运行很长时间的打开文件太多Kafka Exception

时间:2018-04-06 17:06:27

标签: apache-spark apache-kafka kafka-producer-api

我在Java中有一个Kafka生产者代码,它使用java nio WatchService api监视新文件的目录,并获取任何新文件并推送到kafka主题。 Spark流媒体消费者从kafka主题中读取。在Kafka生产者工作持续运行一天后,我收到以下错误。制片人每2分钟推送约500个文件。我的Kafka主题有1个分区和2个复制因子。

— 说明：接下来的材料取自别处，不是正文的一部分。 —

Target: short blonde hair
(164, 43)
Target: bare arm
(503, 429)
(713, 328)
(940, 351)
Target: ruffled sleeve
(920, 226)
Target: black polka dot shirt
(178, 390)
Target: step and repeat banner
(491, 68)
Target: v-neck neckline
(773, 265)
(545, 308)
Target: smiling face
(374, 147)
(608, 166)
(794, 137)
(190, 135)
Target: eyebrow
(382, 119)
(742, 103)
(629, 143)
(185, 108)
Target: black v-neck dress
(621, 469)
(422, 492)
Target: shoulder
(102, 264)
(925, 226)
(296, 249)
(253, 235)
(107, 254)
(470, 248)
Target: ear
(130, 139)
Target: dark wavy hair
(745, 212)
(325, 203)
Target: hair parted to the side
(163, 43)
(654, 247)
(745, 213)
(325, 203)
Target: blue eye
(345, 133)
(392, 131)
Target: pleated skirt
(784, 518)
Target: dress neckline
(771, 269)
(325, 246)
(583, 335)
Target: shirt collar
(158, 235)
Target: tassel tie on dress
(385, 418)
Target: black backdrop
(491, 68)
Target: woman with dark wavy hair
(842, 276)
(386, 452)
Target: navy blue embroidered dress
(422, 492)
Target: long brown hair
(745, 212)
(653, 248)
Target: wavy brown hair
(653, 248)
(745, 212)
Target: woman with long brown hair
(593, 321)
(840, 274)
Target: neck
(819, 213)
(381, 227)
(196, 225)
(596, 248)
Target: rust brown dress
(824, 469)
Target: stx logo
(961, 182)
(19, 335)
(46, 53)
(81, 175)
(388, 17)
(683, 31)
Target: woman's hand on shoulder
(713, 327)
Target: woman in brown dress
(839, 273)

有人可以帮忙吗?

org.apache.kafka.common.KafkaException: Failed to construct kafka producer         
    at org.apache.kafka.clients.producer.KafkaProducer.<init>(KafkaProducer.java:342) 
    at org.apache.kafka.clients.producer.KafkaProducer.<init>(KafkaProducer.java:166) 
    at com.hp.hawkeye.HawkeyeKafkaProducer.Sender.createProducer(Sender.java:60) 
    at com.hp.hawkeye.HawkeyeKafkaProducer.Sender.<init>(Sender.java:38)   
    at com.hp.hawkeye.HawkeyeKafkaProducer.HawkeyeKafkaProducer.<init>(HawkeyeKafkaProducer.java:54) 
    at com.hp.hawkeye.HawkeyeKafkaProducer.myKafkaTestJob.main(myKafkaTestJob.java:81)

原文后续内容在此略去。